Per riassumere il tutto, vorrei sottolineare che l’applicazione strategico-tattica delle Rivoluzioni Colorate intesa come strumento geopolitico della politica estera americana è in larga misura il risultato di un lavoro di ingegneria inversa. Se (gli americani) non trovano una situazione sociale favorevole ad essere sfruttata, allora sono in grado di crearne una essi stessi proprio nelle aree dove un evento di questo tipo sarebbe più efficace. Riguardo alla possibilità di una Rivoluzione Colorata nel vostro paese, ci sono alcune domande che ci si dovrebbe porre:

1) In caso di destabilizzazione o cambio di regime, quale dei vostri vicini danneggerebbe di più gli interessi del vostro paese?

2) Come potrebbero forze esterne allo stato interferire nelle relazioni fra la vostra nazione e i paesi confinanti?

3) In che misura siete esposti voi e i vostri vicini agli scenari delle Rivoluzioni Colorate e alle tecnologie di destabilizzazione politica, a livello nazionale come in regioni chiave?

4) Infine, quali meccanismi regionali si possono sfruttare per garantire stabilità sociale e prevenire attivamente questi scenari?
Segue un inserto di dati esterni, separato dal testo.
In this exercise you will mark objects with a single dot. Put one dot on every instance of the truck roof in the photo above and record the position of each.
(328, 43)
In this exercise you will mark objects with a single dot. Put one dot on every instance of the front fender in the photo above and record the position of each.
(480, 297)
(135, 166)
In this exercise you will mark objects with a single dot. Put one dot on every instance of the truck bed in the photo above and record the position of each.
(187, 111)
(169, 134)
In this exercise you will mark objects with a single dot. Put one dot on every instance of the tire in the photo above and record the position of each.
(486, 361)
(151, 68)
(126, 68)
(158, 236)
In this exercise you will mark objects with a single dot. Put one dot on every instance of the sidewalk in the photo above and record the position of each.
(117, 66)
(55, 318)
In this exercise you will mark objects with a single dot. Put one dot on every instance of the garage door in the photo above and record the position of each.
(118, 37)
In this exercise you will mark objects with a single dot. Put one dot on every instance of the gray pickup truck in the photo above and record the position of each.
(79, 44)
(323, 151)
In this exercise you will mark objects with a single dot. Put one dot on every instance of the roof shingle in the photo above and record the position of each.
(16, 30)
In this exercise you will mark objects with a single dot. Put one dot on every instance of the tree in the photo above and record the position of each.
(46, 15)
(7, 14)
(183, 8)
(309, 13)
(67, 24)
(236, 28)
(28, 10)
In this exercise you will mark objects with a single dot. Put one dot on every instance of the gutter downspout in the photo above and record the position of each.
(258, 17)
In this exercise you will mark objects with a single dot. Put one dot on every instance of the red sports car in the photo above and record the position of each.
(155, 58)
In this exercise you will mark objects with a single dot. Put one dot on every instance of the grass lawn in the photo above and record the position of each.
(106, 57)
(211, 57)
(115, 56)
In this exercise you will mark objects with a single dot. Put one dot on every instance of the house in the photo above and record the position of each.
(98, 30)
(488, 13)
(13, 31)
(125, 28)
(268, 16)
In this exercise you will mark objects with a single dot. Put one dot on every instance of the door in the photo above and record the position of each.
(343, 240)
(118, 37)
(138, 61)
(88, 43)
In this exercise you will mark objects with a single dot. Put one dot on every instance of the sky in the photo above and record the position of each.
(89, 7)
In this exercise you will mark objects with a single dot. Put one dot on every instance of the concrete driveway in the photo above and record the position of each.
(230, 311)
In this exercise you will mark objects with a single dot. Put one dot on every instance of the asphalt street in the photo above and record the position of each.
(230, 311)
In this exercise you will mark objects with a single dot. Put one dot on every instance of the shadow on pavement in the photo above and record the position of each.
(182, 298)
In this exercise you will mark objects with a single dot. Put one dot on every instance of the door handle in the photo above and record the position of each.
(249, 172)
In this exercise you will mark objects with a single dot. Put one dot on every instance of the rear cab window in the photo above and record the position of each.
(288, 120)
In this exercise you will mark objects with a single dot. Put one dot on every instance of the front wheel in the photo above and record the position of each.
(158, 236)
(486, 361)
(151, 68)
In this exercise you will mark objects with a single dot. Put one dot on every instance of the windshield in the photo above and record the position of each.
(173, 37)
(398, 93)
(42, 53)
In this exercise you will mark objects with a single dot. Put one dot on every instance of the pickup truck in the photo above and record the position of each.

Come reagisce la vostra nazione, e i suoi alleati, una volta che questa catena di eventi si è messa in moto?

Se terrete a mente questa considerazioni, sarà più facile prevedere dove e quando ci sarà un tentativo di Rivoluzione Colorata, come anche scovare mezzi efficaci per controbatterla prima di una crisi vera e propria. Ricordate anche che c’è differenza fra proteste legittime e Rivoluzioni Colorate, ma gli Stati Uniti stanno pericolosamente sfumando la linea di demarcazione fra le due allo scopo di nascondere le loro reali mire strategiche, mantenendo però sempre la possibilità di una negazione plausibile riguardo al loro coinvolgimento. 

Quando ci sono di mezzo le ONG e i membri dell’opposizione sono di provenienza estera, questo è di solito un segnale di allarme, tanto quanto dovrebbero esserlo le dichiarazioni di sostegno ai movimenti di protesta da parte del Dipartimento di Stato Americano o della locale ambasciata americana. Se una protesta sembra fare gli interessi strategici degli americani, nella maggior parte dei casi sarà veramente così e gli Stati Uniti avranno sicuramente avuto un ruolo diretto o indiretto nello sviluppo della situazione, anche se 9 partecipanti su 10 non se ne rendono conto. 

Siate sempre all’erta e se tenete a mente che gli Stati Uniti militarizzano le Rivoluzioni Colorate e le utilizzano per i loro scopi geopolitici, allora sarete molto più preparati a controbattere questo nuovo tipo di armamento.